Quels sont vos droits pour agrandir votre logement ?

Quels sont vos droits pour agrandir votre logement ?

Vous voulez agrandir votre logement ? Avant de vous engager dans un tel projet, renseignez-vous sur les contraintes administratives et techniques qui entourent ce type de travaux.

Quels sont vos droits pour agrandir votre logement ?

Avant d’agrandir votre maison, consultez le PLU

Avant de vous lancer dans des travaux d’agrandissement, il est indispensable de consulter le Plan Local d’Urbanisme (PLU), disponible sur demande dans votre mairie. Ce document vous permettra de connaître les règles d'urbanisme de votre commune (types de constructions possibles, formalités administratives, aspect extérieur du logement, hauteur maximum, etc.), qui peuvent être strictes dans certaines zones à l’architecture typique. Consultez également les servitudes, c'est-à-dire les règles qui régissent les rapports entre deux propriétés (droit de passage, compteur d'électricité en commun...). Si votre agrandissement prévoit des ouvertures donnant sur vos voisins, vous devez notamment respecter une distance de 1,90 mètre en cas de vue droite (vous pouvez voir chez votre voisin sans tourner la tête), ou de 60 centimètres en cas de vue oblique (il faut tourner la tête pour voir chez votre voisin).

Bon à savoir

Le seuil à partir duquel le recours à un architecte est obligatoire pour obtenir un permis de construire ou l'accord des services de l'urbanisme suite au dépôt d'une déclaration préalable de travaux, est désormais fixé à 150 m² de surface de plancher.

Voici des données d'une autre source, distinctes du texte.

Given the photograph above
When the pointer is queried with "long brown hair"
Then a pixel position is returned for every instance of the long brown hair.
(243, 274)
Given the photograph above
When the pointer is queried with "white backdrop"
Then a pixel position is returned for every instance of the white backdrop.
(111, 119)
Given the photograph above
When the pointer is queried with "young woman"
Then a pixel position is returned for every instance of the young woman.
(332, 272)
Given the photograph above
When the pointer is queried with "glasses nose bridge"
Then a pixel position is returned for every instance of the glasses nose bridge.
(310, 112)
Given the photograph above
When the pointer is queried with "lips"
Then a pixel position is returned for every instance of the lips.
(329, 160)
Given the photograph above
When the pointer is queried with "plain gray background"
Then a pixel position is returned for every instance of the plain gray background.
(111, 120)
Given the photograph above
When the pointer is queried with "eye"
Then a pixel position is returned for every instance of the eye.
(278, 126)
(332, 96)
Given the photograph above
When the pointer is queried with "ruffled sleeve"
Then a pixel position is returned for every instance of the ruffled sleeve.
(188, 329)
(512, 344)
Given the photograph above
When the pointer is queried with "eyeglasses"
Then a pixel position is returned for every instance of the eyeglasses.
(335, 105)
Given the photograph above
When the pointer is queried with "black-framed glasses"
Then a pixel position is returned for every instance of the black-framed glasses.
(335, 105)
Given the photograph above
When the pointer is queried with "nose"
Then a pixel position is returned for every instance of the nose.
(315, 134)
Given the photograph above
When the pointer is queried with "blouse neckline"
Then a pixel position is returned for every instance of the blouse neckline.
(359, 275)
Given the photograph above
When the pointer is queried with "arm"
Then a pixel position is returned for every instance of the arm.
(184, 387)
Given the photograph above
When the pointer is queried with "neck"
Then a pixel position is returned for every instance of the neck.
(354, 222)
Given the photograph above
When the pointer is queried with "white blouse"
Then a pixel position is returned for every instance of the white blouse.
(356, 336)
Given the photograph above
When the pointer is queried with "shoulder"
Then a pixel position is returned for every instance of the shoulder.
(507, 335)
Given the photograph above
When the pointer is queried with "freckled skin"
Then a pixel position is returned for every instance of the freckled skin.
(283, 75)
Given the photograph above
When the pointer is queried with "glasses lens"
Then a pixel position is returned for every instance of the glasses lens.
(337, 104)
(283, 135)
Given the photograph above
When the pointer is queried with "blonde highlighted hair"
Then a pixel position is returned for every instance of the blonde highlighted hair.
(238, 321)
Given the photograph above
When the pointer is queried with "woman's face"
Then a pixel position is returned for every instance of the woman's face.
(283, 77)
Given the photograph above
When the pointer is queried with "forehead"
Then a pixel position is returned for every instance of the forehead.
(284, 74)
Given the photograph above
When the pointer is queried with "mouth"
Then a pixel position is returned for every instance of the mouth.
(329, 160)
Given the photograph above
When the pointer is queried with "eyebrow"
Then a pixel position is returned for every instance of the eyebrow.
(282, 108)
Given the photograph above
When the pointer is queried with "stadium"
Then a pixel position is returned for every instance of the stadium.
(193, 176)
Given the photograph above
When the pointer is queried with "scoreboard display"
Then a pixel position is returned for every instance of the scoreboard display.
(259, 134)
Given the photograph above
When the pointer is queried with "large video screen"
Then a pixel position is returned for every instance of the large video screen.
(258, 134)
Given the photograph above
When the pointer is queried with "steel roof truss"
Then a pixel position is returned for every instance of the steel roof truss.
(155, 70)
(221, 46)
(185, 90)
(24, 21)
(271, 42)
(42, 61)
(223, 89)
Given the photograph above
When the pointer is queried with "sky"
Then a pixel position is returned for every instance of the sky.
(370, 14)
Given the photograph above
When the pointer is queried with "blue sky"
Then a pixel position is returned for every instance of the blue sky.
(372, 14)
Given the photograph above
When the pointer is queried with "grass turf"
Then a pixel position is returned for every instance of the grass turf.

Simple déclaration préalable ou permis de construire ?

Les démarches administratives à effectuer pour procéder à un agrandissement sont assez strictes et diffèrent selon la surface de l’extension. Pour une extension jusqu'à 40 m², une déclaration préalable de travaux est suffisante. Il suffit de retirer le formulaire en mairie. C'est un décret du 5 décembre 2011, publié dans le cadre d'une réforme de simplification du droit de l'urbanisme, qui offre cette possibilité. Auparavant, un permis de construire était requis dès lors que les travaux aboutissaient à la création d'une surface de plus de 20 m². Pour ne pas être contraint de faire une demande de permis de construire dans le cadre d’un agrandissement, il faut toutefois que le terrain soit situé dans une zone couverte par un Plan Local d'Urbanisme (PLU) et dans une zone urbaine. Précisons que pour un agrandissement d'une surface supérieure à 40 m², un permis de construire reste obligatoire dans toutes les communes.  

Bon à savoir

Dans les 90 jours suivant la fin de vos travaux d’agrandissement, vous devrez déclarer aux services fiscaux l’extension de la surface habitable de votre logement.

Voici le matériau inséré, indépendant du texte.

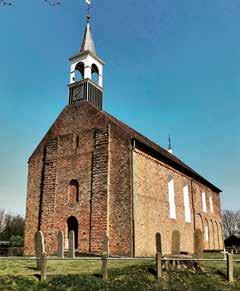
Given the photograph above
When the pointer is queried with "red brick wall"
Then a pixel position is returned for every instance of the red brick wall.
(151, 207)
(89, 164)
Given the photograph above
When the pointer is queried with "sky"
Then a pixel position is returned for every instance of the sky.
(172, 67)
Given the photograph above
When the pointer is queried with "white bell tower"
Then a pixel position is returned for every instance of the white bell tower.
(86, 73)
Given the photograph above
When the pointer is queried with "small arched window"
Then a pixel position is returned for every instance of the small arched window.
(95, 74)
(73, 193)
(79, 72)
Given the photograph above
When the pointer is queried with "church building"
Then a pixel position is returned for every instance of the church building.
(95, 175)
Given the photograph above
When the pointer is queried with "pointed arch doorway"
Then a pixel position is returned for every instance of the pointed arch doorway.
(72, 224)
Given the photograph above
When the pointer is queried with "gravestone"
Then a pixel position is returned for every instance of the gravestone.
(72, 244)
(106, 244)
(39, 248)
(43, 266)
(158, 243)
(176, 239)
(159, 255)
(60, 238)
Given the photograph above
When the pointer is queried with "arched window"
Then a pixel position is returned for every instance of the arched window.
(79, 72)
(73, 193)
(95, 74)
(186, 204)
(171, 197)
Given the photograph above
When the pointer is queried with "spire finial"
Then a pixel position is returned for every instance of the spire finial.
(170, 145)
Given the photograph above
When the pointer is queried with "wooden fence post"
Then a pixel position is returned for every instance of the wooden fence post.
(39, 248)
(43, 266)
(104, 266)
(159, 265)
(230, 269)
(159, 255)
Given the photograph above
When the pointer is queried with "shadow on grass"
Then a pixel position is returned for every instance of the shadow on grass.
(137, 277)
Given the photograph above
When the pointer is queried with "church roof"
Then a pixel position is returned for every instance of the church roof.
(145, 144)
(88, 43)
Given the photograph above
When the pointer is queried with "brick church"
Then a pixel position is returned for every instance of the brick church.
(93, 174)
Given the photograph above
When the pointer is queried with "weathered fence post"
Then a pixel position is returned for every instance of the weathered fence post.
(104, 266)
(43, 266)
(176, 240)
(39, 248)
(60, 239)
(106, 244)
(230, 269)
(159, 255)
(72, 244)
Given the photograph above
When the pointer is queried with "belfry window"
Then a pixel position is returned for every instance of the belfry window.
(73, 192)
(95, 74)
(79, 72)
(171, 197)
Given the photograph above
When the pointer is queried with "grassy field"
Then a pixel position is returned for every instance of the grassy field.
(123, 275)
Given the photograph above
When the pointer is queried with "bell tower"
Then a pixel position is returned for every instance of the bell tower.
(86, 73)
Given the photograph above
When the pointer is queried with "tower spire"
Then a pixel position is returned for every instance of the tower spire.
(86, 72)
(88, 43)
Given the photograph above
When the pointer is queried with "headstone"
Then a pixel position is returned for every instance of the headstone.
(104, 266)
(175, 242)
(230, 267)
(72, 244)
(198, 243)
(224, 252)
(43, 266)
(106, 244)
(60, 238)
(39, 248)
(159, 255)
(158, 243)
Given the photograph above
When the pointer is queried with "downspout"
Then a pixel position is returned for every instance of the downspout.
(132, 190)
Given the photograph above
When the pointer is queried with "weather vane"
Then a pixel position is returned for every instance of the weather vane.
(89, 4)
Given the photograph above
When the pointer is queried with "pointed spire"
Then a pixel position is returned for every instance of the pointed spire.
(88, 43)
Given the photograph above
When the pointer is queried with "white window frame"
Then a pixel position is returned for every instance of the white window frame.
(171, 197)
(186, 200)
(211, 203)
(204, 202)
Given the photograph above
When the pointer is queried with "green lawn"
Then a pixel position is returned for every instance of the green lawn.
(123, 275)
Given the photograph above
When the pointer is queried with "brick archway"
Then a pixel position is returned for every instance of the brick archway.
(72, 224)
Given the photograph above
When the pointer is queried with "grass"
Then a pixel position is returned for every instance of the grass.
(123, 275)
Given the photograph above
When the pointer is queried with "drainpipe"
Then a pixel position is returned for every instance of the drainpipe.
(193, 206)
(133, 206)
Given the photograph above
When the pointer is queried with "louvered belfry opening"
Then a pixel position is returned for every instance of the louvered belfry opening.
(86, 90)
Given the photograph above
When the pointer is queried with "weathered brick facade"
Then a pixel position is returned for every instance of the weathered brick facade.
(122, 189)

Agrandissement : la réglementation thermique doit être respectée

La Réglementation Thermique 2012 (RT 2012), qui a pour objectif de réduire les dépenses énergétiques des bâtiments, s’applique à tous les travaux. Les travaux d’agrandissement sont donc également concernés. Les normes à respecter varient toutefois selon la superficie de l’extension. Pour les extensions de petite taille (moins de 50 m²), la réglementation thermique est allégée : seuls les éléments ajoutés ou modifiés doivent être conformes. Pour les extensions de taille moyenne (entre 50 et 100 m²), c’est une réglementation intermédiaire qui s’applique : les performances énergétiques doivent être conformes à la réglementation thermique. Enfin, si l’agrandissement est supérieur à 100 m², l’extension est considérée comme une construction neuve. Le maître d’ouvrage est donc dans l’obligation de respecter entièrement les exigences de la Réglementation Thermique 2012.

Surélévation de toit : quelle réglementation ?

Vous souhaitez agrandir votre maison en hauteur ? Renseignez-vous au préalable car certaines communes fixent une hauteur maximale de surélévation.